Sono passati due mesi dalla terribile sparatoria nei sobborghi di Vinci, e i detective non se la passano al meglio. Velcoro ha restituito pistola e distintivo e rassegnato le dimissioni e adesso è alle dipendenze di Frank Semyon, a sua volta totalmente immerso - seppur controvoglia -in quel mondo di delinquenza gretta e stradaiola da cui voleva tenersi alla larga. La battaglia per la custodia del piccolo Chad non sta andando bene e servono soldi. Tanti soldi.
Paul viene decorato e il dipartimento schiera i suoi migliori avvocati per far crollare le accuse di violenza sessuale perpetrate ai danni di quell'attricetta zoccola comparsa ad inizio stagione. La sua moto è un ricordo, e pure le sue camminate sul wild side loureediano: è stato nominato detective, gli hanno affibbiato una brutta giacca e una cravatta orribile e così conciato conduce la sua esistenza, fatta di soldi scomparsi (soldi sporchi, residui bellici che la madre ha pensato bene di rubare), ansie piccolo borghesi e suocere rompicoglioni.
Ani è sempre Ani, anche se la sbattono in un angusto archivio della contea. Alla fine, è sua l'intuizione che fa riunire la squadra, con l'accettazione di quella piccola fetta di autorità non ancora corrotte.

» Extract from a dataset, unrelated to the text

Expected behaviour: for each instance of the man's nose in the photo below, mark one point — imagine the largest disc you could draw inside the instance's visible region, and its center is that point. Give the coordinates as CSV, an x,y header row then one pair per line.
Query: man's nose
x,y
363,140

Come nella prima stagione, la quinta puntata è lo spartiacque fra una fase e l'altra: l'indagine sembra finita, i colpevoli catturati, ma a qualcuno non torna tutto questo. E' l'insoddisfazione la vera protagonista di Other Lives, un episodio più sobrio sul piano registico (dirige l'irlandese John Crowley) che solleva moltissimi dubbi (specie nella prima ventina di minuti), ma che poi si evolve splendidamente, con un finale in sospeso paragonabile solo a quello della seconda.